You can install PyWebScrapr using pip:
pip install pywebscrapr
PyWebScrapr supports the following Python versions:
- Python 3.6
- Python 3.7
- Python 3.8
- Python 3.9
- Python 3.10
- Python 3.11/Later (Preferred)
Please ensure that you have one of these Python versions installed before using PyWebScrapr. PyWebScrapr may not work as expected on lower versions of Python than the supported.
- Text Scraping: Extract textual content from specified URLs.
- Image Scraping: Download images from specified URLs.
*for a full list check out the PyWebScrapr Documentation.
from pywebscrapr import scrape_text
# Specify links in a file or list
links_file = 'links.txt'
links_array = ['https://example.com/page1', 'https://example.com/page2']
# Scrape text and save to the 'output.txt' file
scrape_text(links_file=links_file, links_array=links_array, output_file='output.txt')
from pywebscrapr import scrape_images
# Specify links in a file or list
links_file = 'image_links.txt'
links_array = ['https://example.com/image1.jpg', 'https://example.com/image2.png']
# Scrape images and save to the 'images' folder
scrape_images(links_file=links_file, links_array=links_array, save_folder='images')
Contributions are welcome! If you encounter any issues, have suggestions, or want to contribute to PyWebScrapr, please open an issue or submit a pull request on GitHub.
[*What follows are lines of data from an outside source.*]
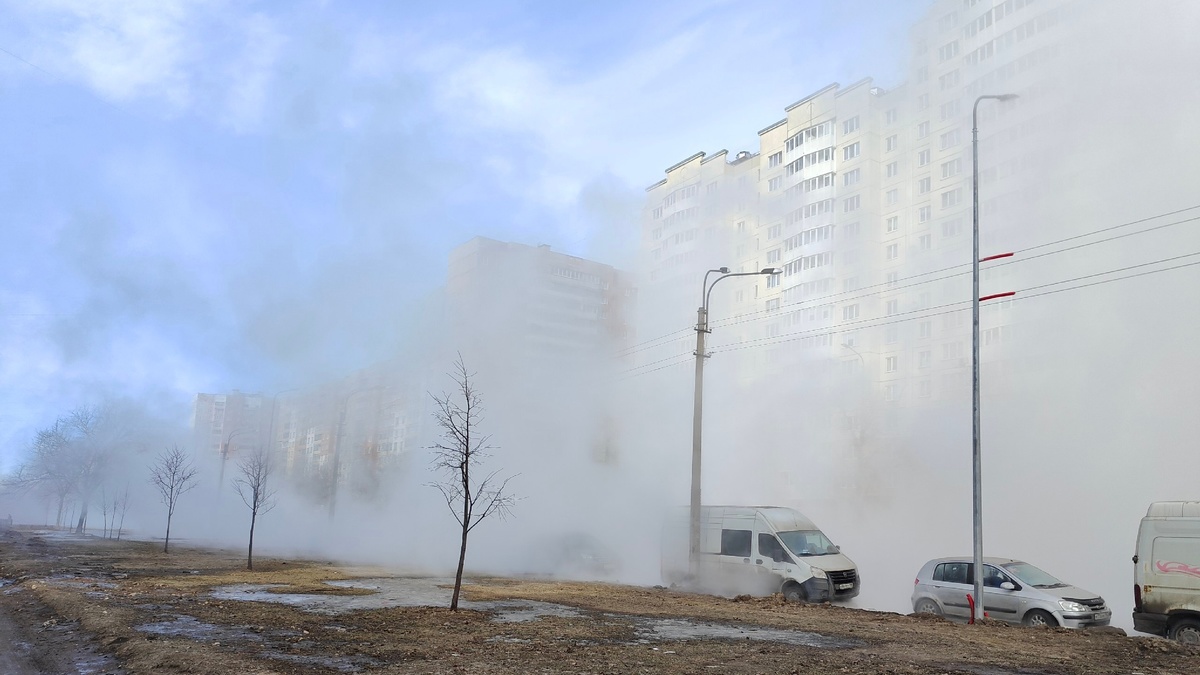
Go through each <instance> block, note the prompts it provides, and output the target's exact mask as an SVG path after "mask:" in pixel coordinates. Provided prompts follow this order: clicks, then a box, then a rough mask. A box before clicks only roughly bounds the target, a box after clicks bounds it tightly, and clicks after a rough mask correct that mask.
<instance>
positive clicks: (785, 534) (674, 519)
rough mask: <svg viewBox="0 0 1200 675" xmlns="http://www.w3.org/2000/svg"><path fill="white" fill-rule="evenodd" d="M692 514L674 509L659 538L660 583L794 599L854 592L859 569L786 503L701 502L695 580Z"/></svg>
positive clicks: (851, 596)
mask: <svg viewBox="0 0 1200 675" xmlns="http://www.w3.org/2000/svg"><path fill="white" fill-rule="evenodd" d="M689 522H690V513H689V510H688V509H686V508H684V509H679V510H678V512H676V513H673V514H672V516H671V518H670V520H668V522H667V525H666V528H665V531H664V536H662V580H664V581H666V583H667V584H680V583H688V581H692V583H696V584H698V585H700V586H701V587H703V589H706V590H710V591H713V592H718V593H722V595H740V593H749V595H761V596H766V595H770V593H782V595H784V597H785V598H787V599H790V601H794V602H823V601H847V599H850V598H853V597H854V596H857V595H858V592H859V589H860V579H859V577H858V567H857V566H856V565H854V562H853V561H851V560H850V558H848V557H846V555H845V554H842V552H841V549H840V548H839V546H836V545H834V544H833V542H830V540H829V538H828V537H826V536H824V533H823V532H821V530H820V528H818V527H817V526H816V525H815V524H814V522H812V521H811V520H809V519H808V518H805V515H804V514H802V513H800V512H798V510H796V509H793V508H786V507H751V506H706V507H701V526H700V532H701V534H700V555H698V560H697V569H696V574H695V577H694V575H692V574H691V567H690V560H689V558H690V556H689V532H690V528H689Z"/></svg>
PyWebScrapr is released under the terms of the MIT License (Modified). Please see the LICENSE file for the full text.
Modified License Clause
The modified license clause grants users the permission to make derivative works based on the PyWebScrapr software. However, it requires any substantial changes to the software to be clearly distinguished from the original work and distributed under a different name.